The Mexican peso jumped the most in almost a year after the US-Mexico agreement that was unveiled late Friday. Japanese and South Korean stocks climbed, as did crude oil prices. Chinese markets will re-open after a holiday Friday, when People's Bank of China governor Yi Gang said in an interview that there's "tremendous room" to ease monetary policy if the trade war deepens. Australia's markets are closed for a holiday Monday.

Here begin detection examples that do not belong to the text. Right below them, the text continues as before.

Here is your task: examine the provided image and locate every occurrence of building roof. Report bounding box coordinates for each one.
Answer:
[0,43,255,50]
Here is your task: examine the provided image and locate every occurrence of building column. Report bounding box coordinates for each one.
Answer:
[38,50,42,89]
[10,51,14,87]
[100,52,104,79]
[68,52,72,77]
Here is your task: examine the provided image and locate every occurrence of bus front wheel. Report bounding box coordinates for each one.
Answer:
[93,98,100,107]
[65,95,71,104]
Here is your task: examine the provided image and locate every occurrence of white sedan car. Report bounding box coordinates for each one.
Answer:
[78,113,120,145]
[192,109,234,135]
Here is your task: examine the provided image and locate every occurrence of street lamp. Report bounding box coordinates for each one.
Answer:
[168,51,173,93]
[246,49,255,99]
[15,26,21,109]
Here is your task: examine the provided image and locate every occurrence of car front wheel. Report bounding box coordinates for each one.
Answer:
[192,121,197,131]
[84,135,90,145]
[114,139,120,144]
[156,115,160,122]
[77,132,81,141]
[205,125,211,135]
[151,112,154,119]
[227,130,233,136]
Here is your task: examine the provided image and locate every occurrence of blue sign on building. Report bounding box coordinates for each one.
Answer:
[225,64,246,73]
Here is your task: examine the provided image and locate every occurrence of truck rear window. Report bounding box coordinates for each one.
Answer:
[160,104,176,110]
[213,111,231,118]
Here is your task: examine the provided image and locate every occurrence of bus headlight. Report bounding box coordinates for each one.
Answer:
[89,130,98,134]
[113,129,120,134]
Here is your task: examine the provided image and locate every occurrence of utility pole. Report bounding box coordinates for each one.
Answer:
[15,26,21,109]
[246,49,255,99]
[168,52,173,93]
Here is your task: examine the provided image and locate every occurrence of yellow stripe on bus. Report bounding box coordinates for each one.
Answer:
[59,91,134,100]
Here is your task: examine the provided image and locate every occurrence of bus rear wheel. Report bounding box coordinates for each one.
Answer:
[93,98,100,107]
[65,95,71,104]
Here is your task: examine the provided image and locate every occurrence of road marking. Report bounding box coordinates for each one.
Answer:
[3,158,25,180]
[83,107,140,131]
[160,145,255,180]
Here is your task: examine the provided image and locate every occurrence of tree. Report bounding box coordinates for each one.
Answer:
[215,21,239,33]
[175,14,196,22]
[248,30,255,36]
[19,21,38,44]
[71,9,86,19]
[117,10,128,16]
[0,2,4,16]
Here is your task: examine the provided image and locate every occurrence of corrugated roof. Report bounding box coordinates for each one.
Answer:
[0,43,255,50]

Investor attention on the trade front may now focus on China, with the "main progress" in US-China talks reliant on Mr Trump and Xi Jinping at the G-20 summit late this month, Treasury Secretary Steven Mnuchin said. For their part, G-20 finance chiefs over the weekend warned about escalating risks to growth from trade and geopolitical tensions.
"The focus will now shift back to the G-20 and China," strategists at TD Securities including Richard Kelly wrote in a note. "Despite the positive result with Mexico, the US-China trade dispute is a different creature, and tensions remain high."
US stocks on Friday closed out their best week since November after the American jobs report for May showed employers added the fewest workers in three months and wage gains cooled -- bolstering bets on easier monetary policy. Fed funds futures show a quarter-point cut almost fully priced in for July.
On the geopolitical front, Hong Kong's Beijing-backed government faced new pressure to withdraw legislation easing extraditions to China after as many as 1 million people turned out to oppose the measure.
Here are some key events coming up:
On Monday, British lawmakers quiz Huawei executives on security as the UK weighs whether to allow the Chinese giant to have a role in next-generation broadband networks.
Japanese Prime Minister Shinzo Abe visits Iran on Wednesday, where he'll meet Iran's Supreme Leader Ayatollah Ali Khamenei.
ECB president Mario Draghi speaks at a conference in Frankfurt.
A key measure of US inflation, the consumer price index, is also due Wednesday.
The race to succeed Theresa May heats up with the first Conservative Party leadership ballot Thursday.
Euro-area finance ministers meet in Luxembourg Thursday. On the agenda: financial penalties for Italy over its debt load, and the euro-area budget.
China and the US release industrial production, retail sales data Friday.
And these are the main moves in markets:
Japan's Topix Index rose 1 per cent as at 9.13am in Tokyo.
South Korea's Hang Seng rose 0.6 per cent.
Hang Seng futures fell 0.2per cent earlier.
S&P 500 futures rose 0.4per cent. The S&P 500 rose 1.1per cent Friday.
The yen fell 0.2per cent to 108.43 per dollar.
The euro was little changed at US$1.1323.
The offshore yuan was at 6.9432.
Mexico's peso jumped 1.9 per cent to 19.29 per dollar.
The Bloomberg Dollar Spot Index was little changed after dropping 0.3 per cent Friday.
The yield on 10-year Treasuries rose about four basis points, to 2.12 per cent.
Japan's 10-year yield was at negative 0.12 per cent.
West Texas Intermediate rose 0.8 per cent to US$54.44 a barrel.
Gold fell 0.4 per cent to US$1,335.66 an ounce.